23 May 2011

Theory of Change

In a changing world, the rural and deprived areas in the world seem to get the 'short end of the stick'. There are numerous calls for action, in all disciplines, but little change is being observed in most rural areas in Africa. However, need for change continues to persist, to attack the lack of availability of skilled people and prohibitive high costs of service provisioning in rural areas.

Based upon an innovative and methodical approach, in Macha change resulted from action and consistent focus on people. Documentation followed, seemingly in a paradoxical process involving well thought/discussed-through interventions with on-the-fly model adjustments. This interactive learning processes, consistent over eight consecutive years, is based upon action research using observation methodologies like appreciative inquiry and backward mapping. The resulting Theory of Change now guides the overall process and fuels programs aimed at special user groups or at large-scale capacity building, all designed to bring about community-wide change.
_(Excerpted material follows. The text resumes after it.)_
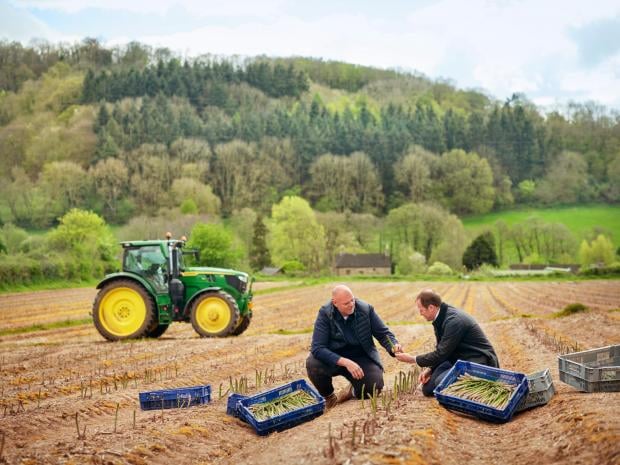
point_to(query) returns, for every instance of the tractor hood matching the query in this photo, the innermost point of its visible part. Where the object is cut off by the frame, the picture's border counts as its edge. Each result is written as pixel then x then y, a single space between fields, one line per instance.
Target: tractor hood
pixel 197 270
All in all, the focus remains – and must be - people, in our case 'the local talent' (or local hero, or change-maker, whatever you call them). A local talent sacrifices an imminent, and often hallowed, ambition for western/urban self-development to a season of personal growth benefiting traditional/rural community-development. The local talent has reached a measurable level of fruitfulness when that person is training her/his successor.

The organisation facilitates this process by capacity building in both human and engineering assets – involving values, training and funding - and aiming for retention capacity thus created in the Works Group. We learned that when the local talent is supported within a respectful learning environment, whether on site or remote through e-learning, while taking care of bare existential necessities (food, shelter, health, etc), personal growth can be explosive. That growth of local talent is aligned with a process of involving all stakeholders deciding on local priorities and focus within recognized local cultural expressions.

And the local talent, seeing the environment progress sustainably, with quality of education and healthcare for her/his children improving, is encouraged, and stays, and leads.